July 30, 2011
Yesterday was the first test run of scheduling posts for future publication in wordpress; today is the second. If you’re seeing this and you saw the Chicken Lady yesterday, then all is good!
The picture above is a wholly inaccurate illustration of what goes on the first Saturday of Pennsic War. How the day actually goes is something like this:
-arrive at The Barn at 8am and grab a cup of watery coffee;
-stand around in the already hot sun scanning the growing crowd for the Land Agents of the other groups camping in our block (about six or seven groups this year);
-marvel at how the same people as always are there, some of them wearing the same wacky uniform they always wear (I should get a photo for y’all sometime of the lady who dresses head to toe in about seventeen different colours of camouflage);
-wait a Very Long Time for the last Land Agent to show up (I’m not saying who that is but it’s usually the same person every year who is late);
-draw campsite boundaries on seven copies of a map of the block of land we’re sharing with these groups, based on the square footage allotment given us according to how many have pre-registered to camp with our group
-sign every map (but not before arguing a bit about whether we’re supposed to use our Real Name or Fake Name) (no I’m serious);
-crowd around the barn opening at 9:00 in order to be lectured in a condescending manner by people who think we are stupid;
-run in a group to try and get to the front of a confusingly roped off queue that snakes through the barn in a different pattern each year just to keep us all guessing;
-make it to the front of the line, hand over our maps, receive cards and stickers and temporary parking passes which will allow us to bring our vehicles off of the Battlefield and down the hill to our campsites;
-leave the line and then realize that someone in our group doesn’t have enough parking passes for all of their cars, and bumble around in confusion asking for more passes, counting and re-counting everyone’s cars until it’s all sorted;
-make haste to the Battlefield, pile into cars (for some this means breaking camp as well, as many people sleep on the Battlefield next to their cars on Friday night) (we, having done this for too many bloody years already, have taken to spending Friday night in a hotel so as not to be kept awake all night by obnoxious revelers) (oh, just saying that makes me feel SO OLD and also like a fuddy-duddy);
-spend up to an hour waiting in a bottleneck of cars all trying to get off the Battlefield and into camp proper;
-drive down the hill to our block, where we now have to measure and mark off for real those boundaries we drew on our maps;
-talk for an hour about how to configure our camp;
-unload vehicles, set up pavilions, set up carport tents for the kitchen and dining room, perform the magic that transforms our campmate’s trailer into a shower platform, set up the shower, set up the kitchen, set up set up everything, all of course contingent on how quickly the neighbouring group unloads their storage trailer, which remains on site year round and in which we rent space for our kitchen and dining tents and our things always seem to be the most buried in their trailer because of course they are;
-get everything to the point where we can throw tarps over whatever isn’t finished, usually sometime after what would be our normal suppertime, then leave it all and drive into Grove City;
-traditional family supper at Hoss’s Steak and Sea, which for my family means struggling to get enough protein off the quality of salad bar you’d expect to find at a place called “Hoss’s”;
-get back to camp after dark, realize we don’t know where any of the candles are and didn’t set up the tiki torches, fumble for lights;
-rest, take off shoes, open a can of Guinness (if you are Thorvald), Mountain Dew (if you are Tarl), or bottle of water (if you are Peter, Claire and I).

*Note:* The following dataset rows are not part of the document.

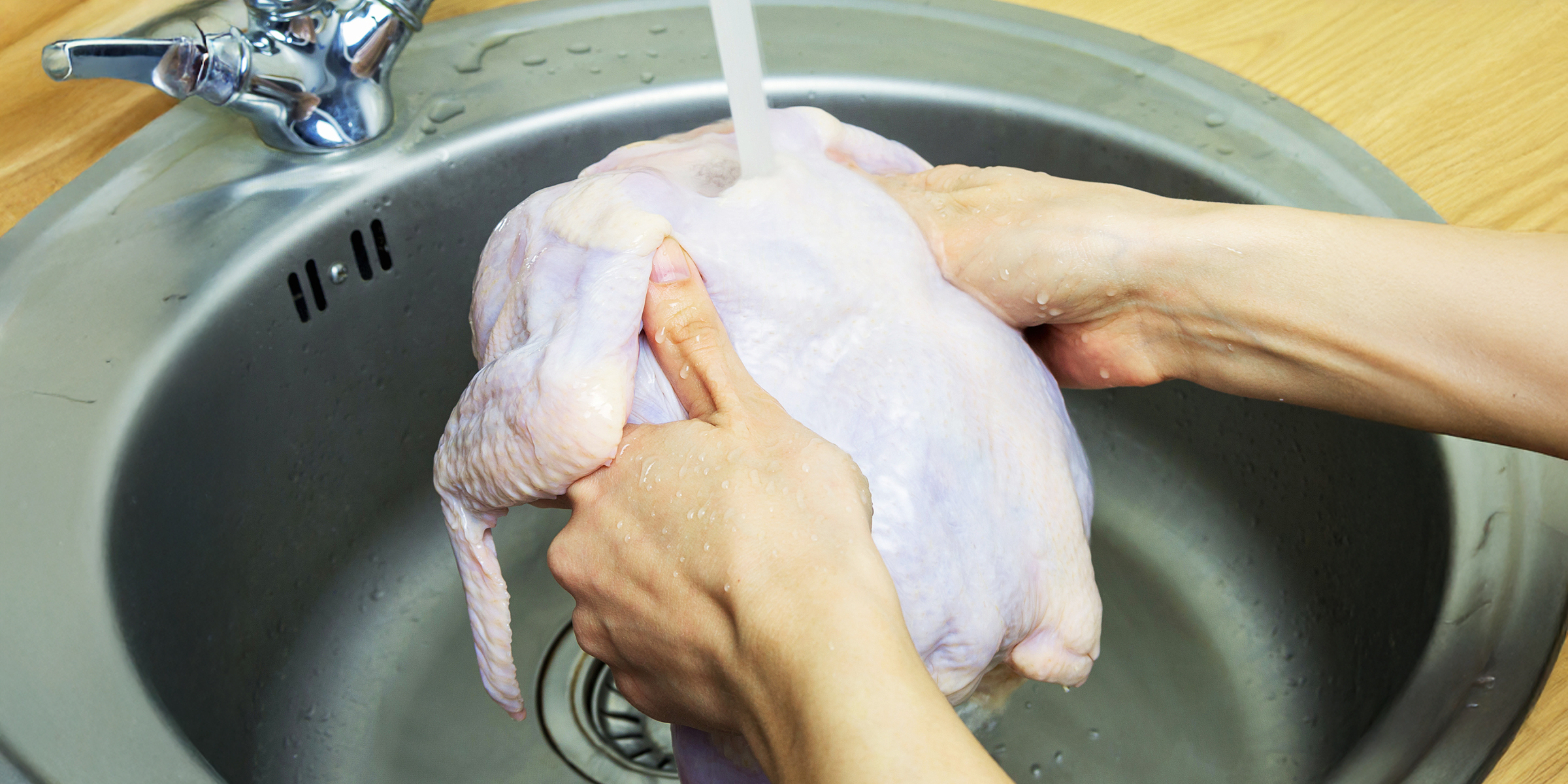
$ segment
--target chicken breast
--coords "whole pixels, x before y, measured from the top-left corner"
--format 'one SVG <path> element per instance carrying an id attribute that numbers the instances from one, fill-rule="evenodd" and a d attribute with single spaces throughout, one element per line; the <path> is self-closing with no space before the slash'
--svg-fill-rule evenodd
<path id="1" fill-rule="evenodd" d="M 953 704 L 999 663 L 1076 685 L 1098 655 L 1090 474 L 1055 381 L 847 166 L 930 165 L 815 108 L 773 110 L 770 124 L 767 177 L 739 179 L 728 124 L 630 144 L 530 196 L 485 248 L 480 372 L 441 439 L 436 488 L 485 687 L 516 718 L 491 527 L 605 464 L 626 422 L 685 417 L 640 336 L 665 237 L 696 260 L 757 383 L 866 474 L 872 536 Z M 986 693 L 1005 682 L 993 674 Z"/>

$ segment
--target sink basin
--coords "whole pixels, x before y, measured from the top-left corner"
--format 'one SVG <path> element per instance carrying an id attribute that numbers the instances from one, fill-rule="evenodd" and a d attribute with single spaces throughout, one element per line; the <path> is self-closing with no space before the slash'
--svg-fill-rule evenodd
<path id="1" fill-rule="evenodd" d="M 1134 36 L 980 0 L 759 24 L 775 105 L 936 163 L 1438 220 L 1300 108 Z M 489 702 L 430 466 L 495 221 L 726 114 L 706 8 L 445 20 L 392 85 L 392 132 L 323 157 L 182 103 L 0 238 L 0 781 L 671 781 L 666 728 L 571 638 L 563 513 L 497 528 L 530 717 Z M 977 729 L 1014 779 L 1486 770 L 1560 638 L 1560 463 L 1178 383 L 1068 406 L 1104 655 Z"/>

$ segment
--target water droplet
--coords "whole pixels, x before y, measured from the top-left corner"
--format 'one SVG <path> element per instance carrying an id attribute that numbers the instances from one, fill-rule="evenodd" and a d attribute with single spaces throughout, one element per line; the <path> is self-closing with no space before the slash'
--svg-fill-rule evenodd
<path id="1" fill-rule="evenodd" d="M 461 100 L 441 99 L 430 107 L 430 111 L 426 111 L 425 116 L 430 118 L 431 122 L 445 122 L 458 114 L 463 114 L 464 110 L 467 110 L 467 107 L 464 107 Z"/>

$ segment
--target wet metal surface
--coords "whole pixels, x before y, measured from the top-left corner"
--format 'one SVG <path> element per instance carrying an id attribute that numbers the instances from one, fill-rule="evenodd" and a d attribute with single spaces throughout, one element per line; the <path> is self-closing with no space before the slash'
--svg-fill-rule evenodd
<path id="1" fill-rule="evenodd" d="M 775 105 L 936 163 L 1436 220 L 1298 108 L 1137 38 L 980 2 L 759 24 Z M 480 688 L 430 461 L 491 227 L 724 114 L 717 67 L 704 6 L 439 22 L 381 140 L 303 160 L 182 105 L 0 238 L 0 750 L 60 782 L 582 781 Z M 1104 655 L 982 728 L 1010 775 L 1460 782 L 1491 759 L 1559 638 L 1555 463 L 1187 384 L 1068 403 Z M 543 558 L 563 522 L 497 528 L 525 677 L 571 615 Z"/>

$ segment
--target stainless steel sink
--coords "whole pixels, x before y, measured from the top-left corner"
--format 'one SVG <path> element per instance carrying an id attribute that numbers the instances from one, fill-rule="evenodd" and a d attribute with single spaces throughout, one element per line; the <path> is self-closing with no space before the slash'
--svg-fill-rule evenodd
<path id="1" fill-rule="evenodd" d="M 775 2 L 759 22 L 776 105 L 933 162 L 1438 220 L 1328 125 L 1138 38 L 980 0 Z M 618 144 L 724 114 L 707 13 L 539 0 L 439 22 L 392 86 L 394 130 L 325 157 L 183 103 L 0 238 L 14 775 L 670 781 L 657 723 L 563 632 L 543 560 L 560 513 L 499 528 L 536 688 L 524 723 L 489 702 L 430 461 L 474 372 L 491 227 Z M 977 731 L 1016 779 L 1485 771 L 1560 638 L 1560 463 L 1185 384 L 1069 408 L 1104 657 Z"/>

-build a wall of 2x2s and rope and sheets;
-assemble our gate (another, slightly nicer carport tent), hang our sign and our heraldry;
-drive into Lyndora for food and supplies which also includes the first of many lunches at Rey Azteca, the only good Mexican restaurant anywhere near Pennsic;
-return to camp, put away groceries, finish setting up kitchen, finish setting up whatever else isn’t done yet, be too tired to make supper;
-while away the evening discussing all of the work that still needs to be done.
-start having a holiday. But only if there’s no more work to do (realistically, we usually don’t actually build the wall or put up the gate until Monday; doing it on Sunday is just always my ambition).